Elle devait aller le soir au théâtre pour voir cette pièce nouvelle de moi; elle avait reçu sa loge, elle se portait on ne peut mieux. Elle disait à son ouvrière: «Allez me chercher un journal, que je voie si on joue ce soir la pièce de ma nièce.» Ç'a été sa dernière parole. On l'a retrouvée mourante sur son fauteuil. Elle a expiré une heure après dans les bras de Clotilde, sans souffrir et sans rien comprendre. Clotilde n'a rien voulu me faire savoir, à cause des occupations où je me trouvais. Le soir, pendant la première représentation, j'étais dans les coulisses, j'apercevais la loge d'avant-scène où elle devait être. J'y voyais des figures étrangères, je m'en inquiétais; j'avais un pressentiment affreux, je ne pensais pas plus à ma pièce que si elle était d'un autre. Le lendemain matin, je cours chez Clotilde, et j'apprends de son portier la triste nouvelle. Je ne peux pas te dire le mal que cela m'a fait. La fièvre et la grippe m'ont prise instantanément. Je suis comme toi, je ne m'écoute guère. J'ai traîné cette vilaine maladie sans me coucher et ne m'en suis trouvée débarrassée qu'il y a deux jours, par une journée de forte chaleur, la seule que nous ayons encore eue ici depuis le printemps.

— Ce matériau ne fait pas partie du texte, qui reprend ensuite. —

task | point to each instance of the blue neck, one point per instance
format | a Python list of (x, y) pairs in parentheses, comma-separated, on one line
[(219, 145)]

Le succès de _Molière_ a été bon comme approbation du public, mais nul d'argent. Les théâtres du boulevard sont vides dès qu'il fait beau, et on a joué ma pièce trop tard dans la saison morte. Le théâtre était d'ailleurs en déconfiture, à ce qu'il paraît; car il a fermé brusquement ces jours-ci, et on le reconstitue, je ne sais si c'est avec la même direction.

Je vais tenter autre chose. Il faut s'attendre à bien du travail perdu dans cette partie.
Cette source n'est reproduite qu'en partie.